Dlaczego misie nie fruwają

Zakończenie: 10 Września 2012
Opis zbiórki
Bartosz to 5-latek, który urodził się z wieloma wadami wrodzonymi (wodogłowiem wewnętrznym i niedrożnością przełyku – przeszedł już ok. 15 operacji). Chłopiec jest także opóźniony ruchowo. Jego dzieciństwo to nieustanne wyjazdy, konsultacje medyczne, turnusy rehabilitacyjne, wizyty u specjalistów i codzienna rehabilitacja. Jednak pomimo swojej niepełnosprawności i wielu cierpień jest bardzo pogodny i wesoły – jak każdy mały chłopiec.
Największą pasją Bartosza są podróże (głównie na turnusy rehabilitacyjne) i książki – zarówno te czytane przez rodziców, jak i audiobooki. Dzięki temu jest bardzo rezolutny i posiada niezwykle bogate słownictwo, jak na dziecko w swoim wieku. Malec uwielbia też zwierzęta, zwłaszcza konika Miśka, który jest jego rehabilitantem poprzez systematyczną hipoterapię.
Codzienne ćwiczenia to dla Bartosza normalność. Jego „odskocznią” od ćwiczeń jest oglądanie bajek, do jego ulubionych należą „Niedźwiedź w dużym niebieskim domu”.
Niestety misie nie fruwają, więc tylko stała rehabilitacja jest dla Bartosza jedyną szansą i koniecznoscią, by w przyszłości zaczął samodzielnie chodzić. Obecnie chłopiec jest na etapie chodzenia „za rękę”. Próby pokonywania krótkich dystansów nie zawsze kończą sie sukcesem. Bartek jednak się nie poddaje.
Chodzi na szerokiej podstawie wyciągając rączki do góry i łapiąc w ten sposób równowagę. Największe postępy osiąga w ramach turnusów rehabilitacyjnych. Jest to przeważnie bardzo intensywna terapia ruchowa: 3,5 godziny ćwiczeń ruchowych, 2 godziny pająka oraz 1,5 godziny kinezytoterapii i 1 godzina logopedii – taki program chłopiec ma zapewniony w Ośrodku Norman w Koszalinie.

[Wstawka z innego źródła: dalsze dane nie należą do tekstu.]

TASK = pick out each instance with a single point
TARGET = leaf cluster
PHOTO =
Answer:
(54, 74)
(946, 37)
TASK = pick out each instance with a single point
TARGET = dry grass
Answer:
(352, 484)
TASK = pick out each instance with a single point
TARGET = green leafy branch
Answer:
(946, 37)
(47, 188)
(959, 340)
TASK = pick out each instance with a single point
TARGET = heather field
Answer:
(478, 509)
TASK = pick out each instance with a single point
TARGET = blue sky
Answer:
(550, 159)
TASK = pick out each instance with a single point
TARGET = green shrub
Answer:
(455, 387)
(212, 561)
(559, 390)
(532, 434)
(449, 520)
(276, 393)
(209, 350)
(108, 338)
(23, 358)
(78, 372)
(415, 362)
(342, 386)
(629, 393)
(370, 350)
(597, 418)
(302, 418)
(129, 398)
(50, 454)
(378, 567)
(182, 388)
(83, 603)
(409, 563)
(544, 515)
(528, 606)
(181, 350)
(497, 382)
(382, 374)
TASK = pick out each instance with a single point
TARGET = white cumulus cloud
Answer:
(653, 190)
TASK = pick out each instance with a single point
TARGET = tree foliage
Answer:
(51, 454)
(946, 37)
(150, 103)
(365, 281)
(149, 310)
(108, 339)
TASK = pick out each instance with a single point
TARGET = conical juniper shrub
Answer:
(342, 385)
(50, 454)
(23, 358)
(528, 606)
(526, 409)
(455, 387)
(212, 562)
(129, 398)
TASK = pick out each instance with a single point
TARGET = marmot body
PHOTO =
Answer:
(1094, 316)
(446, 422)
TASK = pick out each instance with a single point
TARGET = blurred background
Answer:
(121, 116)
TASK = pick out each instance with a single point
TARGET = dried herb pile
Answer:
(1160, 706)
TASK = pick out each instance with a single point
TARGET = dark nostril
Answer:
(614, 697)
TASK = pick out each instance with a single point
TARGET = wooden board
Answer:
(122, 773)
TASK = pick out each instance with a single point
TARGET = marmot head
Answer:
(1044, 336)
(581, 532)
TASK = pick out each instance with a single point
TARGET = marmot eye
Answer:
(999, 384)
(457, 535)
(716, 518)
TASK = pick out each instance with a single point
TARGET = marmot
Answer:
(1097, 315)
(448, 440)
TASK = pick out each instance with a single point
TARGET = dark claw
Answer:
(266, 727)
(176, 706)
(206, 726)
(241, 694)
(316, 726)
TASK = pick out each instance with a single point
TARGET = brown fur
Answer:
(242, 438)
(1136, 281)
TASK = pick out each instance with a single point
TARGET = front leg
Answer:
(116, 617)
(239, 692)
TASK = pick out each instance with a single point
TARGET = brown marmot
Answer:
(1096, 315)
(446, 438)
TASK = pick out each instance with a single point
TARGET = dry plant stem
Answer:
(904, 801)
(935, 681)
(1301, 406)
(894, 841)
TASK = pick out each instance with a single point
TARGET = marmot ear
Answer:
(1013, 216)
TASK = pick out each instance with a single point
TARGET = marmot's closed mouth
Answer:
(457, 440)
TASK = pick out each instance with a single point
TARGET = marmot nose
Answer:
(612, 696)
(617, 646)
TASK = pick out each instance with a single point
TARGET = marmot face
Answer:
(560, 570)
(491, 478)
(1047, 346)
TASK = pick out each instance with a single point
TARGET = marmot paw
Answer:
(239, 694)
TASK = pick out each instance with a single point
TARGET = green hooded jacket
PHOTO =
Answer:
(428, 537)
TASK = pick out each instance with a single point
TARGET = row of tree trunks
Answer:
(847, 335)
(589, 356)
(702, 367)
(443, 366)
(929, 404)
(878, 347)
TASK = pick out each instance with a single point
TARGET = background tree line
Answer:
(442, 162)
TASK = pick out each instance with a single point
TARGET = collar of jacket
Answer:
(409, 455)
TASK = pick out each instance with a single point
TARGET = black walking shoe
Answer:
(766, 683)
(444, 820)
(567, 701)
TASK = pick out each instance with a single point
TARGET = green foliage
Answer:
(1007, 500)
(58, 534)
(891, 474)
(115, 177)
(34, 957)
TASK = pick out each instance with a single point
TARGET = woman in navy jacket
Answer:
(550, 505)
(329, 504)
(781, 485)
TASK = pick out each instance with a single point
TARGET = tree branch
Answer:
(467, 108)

Rodzice Bartosza, jak i starszy brat Jakub, są bardzo zaangażowani w opiekę nad chłopcem. Pomimo finansowych ograniczeń dokładają wszelkich starań, by zapewnić Bartkowi najlepsze warunki leczenia. Chcielibyśmy ich wspomóc i prosić Was o pomoc w sfinansowaniu jednego takiego turnusu, którego koszt to 6000 złotych. Termin rozpoczęcia najbliższego turnusu przypada na 1 lipca 2012 roku. Czy uda się nam do tej pory zebrać potrzebne środki? Wierzymy, że tak.